Stepping Back from Anger: Protecting Your Children During Divorce (Part 1)
The American Academy of Matrimonial Lawyers has published an excellent guide for parents going through divorce. It is called “Stepping Back from Anger: Protecting Your Children During Divorce.” To give it the widest possible audience it deserves, we will post it here in three parts.
Stepping Back from Anger: Protecting Your Children During Divorce: Part 1
Every year, more than 1 million American couples get divorced. For those men and women, it is often the most grueling, emotionally exhausting, and expensive experience they will ever have.
For their children, it can be even worse.
Imagine you are six, and suddenly the only people you have ever relied on for food, shelter, and love are at each other’s throats. In your young mind, you conclude that you are the cause of their anger, and that you might get lost in the shuffle. Before you know it, you think to yourself, there won’t be anybody left to scare off the closet monsters.
To make matters worse, you often find yourself alone in your anguish, as the two people you usually go to for solace - your parents - are too wrapped up in their own anger and grief to be of much help.
It is unsettling, to say the least.
As parents, it is not enough to assume that your children will bounce back once the legal machinations of divorce are through. Though many adults find their post-divorce lives are vastly better than their pre-divorce lives, for many children, this is not the case.

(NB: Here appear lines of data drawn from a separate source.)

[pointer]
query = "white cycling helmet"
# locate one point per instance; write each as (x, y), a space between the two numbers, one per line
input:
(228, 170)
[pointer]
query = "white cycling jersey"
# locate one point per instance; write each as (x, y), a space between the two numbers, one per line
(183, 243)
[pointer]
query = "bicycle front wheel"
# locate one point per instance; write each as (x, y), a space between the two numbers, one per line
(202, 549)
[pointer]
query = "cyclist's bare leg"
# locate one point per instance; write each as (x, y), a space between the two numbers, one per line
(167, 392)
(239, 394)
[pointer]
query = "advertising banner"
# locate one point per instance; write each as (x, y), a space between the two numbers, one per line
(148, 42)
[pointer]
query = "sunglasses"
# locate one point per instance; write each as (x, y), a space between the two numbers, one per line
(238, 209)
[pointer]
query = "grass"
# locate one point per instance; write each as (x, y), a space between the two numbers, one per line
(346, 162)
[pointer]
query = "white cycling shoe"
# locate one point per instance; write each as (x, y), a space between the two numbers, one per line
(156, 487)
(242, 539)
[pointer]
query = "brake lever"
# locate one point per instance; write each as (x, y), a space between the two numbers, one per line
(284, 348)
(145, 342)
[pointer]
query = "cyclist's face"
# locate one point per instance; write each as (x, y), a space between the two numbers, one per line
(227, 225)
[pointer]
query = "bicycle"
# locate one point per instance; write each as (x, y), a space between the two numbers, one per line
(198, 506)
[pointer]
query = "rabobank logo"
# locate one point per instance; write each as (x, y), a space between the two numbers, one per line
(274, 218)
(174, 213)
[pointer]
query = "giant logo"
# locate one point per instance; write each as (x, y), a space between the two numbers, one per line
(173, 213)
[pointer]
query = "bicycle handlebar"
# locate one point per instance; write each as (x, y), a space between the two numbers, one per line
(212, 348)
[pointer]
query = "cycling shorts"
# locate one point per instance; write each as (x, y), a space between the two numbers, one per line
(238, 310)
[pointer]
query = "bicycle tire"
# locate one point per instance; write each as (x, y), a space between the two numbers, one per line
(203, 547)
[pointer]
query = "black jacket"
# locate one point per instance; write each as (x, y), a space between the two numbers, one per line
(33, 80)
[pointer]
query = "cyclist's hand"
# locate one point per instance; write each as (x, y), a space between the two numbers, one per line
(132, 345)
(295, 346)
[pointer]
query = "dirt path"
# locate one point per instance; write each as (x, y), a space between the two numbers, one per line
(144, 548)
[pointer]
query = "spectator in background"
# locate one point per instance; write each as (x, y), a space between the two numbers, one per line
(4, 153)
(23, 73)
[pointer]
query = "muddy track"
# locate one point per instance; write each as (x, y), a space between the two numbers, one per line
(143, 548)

Divorce makes its mark on children both in the short-term and the long-term. Young children whose parents are divorcing often suffer from depression, sleep disorders, loss of self-esteem, poor academic performance, behavioral regression, and a host of other physical and emotional disorders.
Long after the divorce is final, children of divorce often have trouble entering into committed relationships of their own, fearing their relationships will end as their parents’ did.

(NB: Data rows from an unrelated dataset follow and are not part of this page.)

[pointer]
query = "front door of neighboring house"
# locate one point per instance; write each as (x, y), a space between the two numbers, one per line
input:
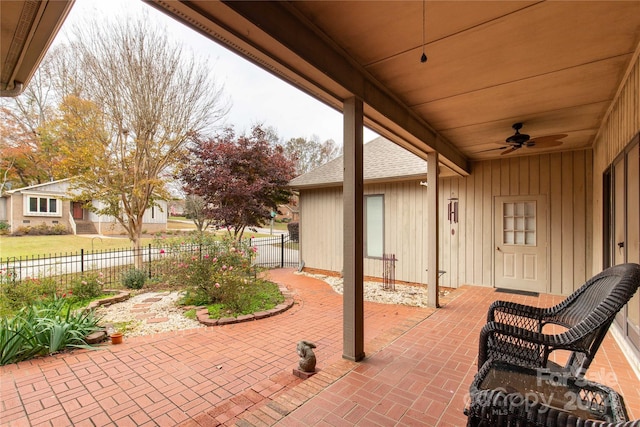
(521, 243)
(624, 239)
(76, 209)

In addition, a Princeton University study showed that children who live apart from one of their parents are more likely to drop out of school, become idle (neither be in school nor have a job), and have a child before reaching 20, than children who live with both parents. Other studies have made similar findings, concluding that the effects of divorce on children are pervasive and insidious. These sad facts make it imperative that divorcing parents put their children before their legal battles. This often means that two people who find it difficult to be in the same room without screaming at each other will have to calmly, deliberately, and most of all, lovingly, make joint decisions about their children’s well-being.
While it may mean suppressing their anger at a cheating or neglectful spouse, the winners, in the long run, are the children.
The stakes are obviously quite high.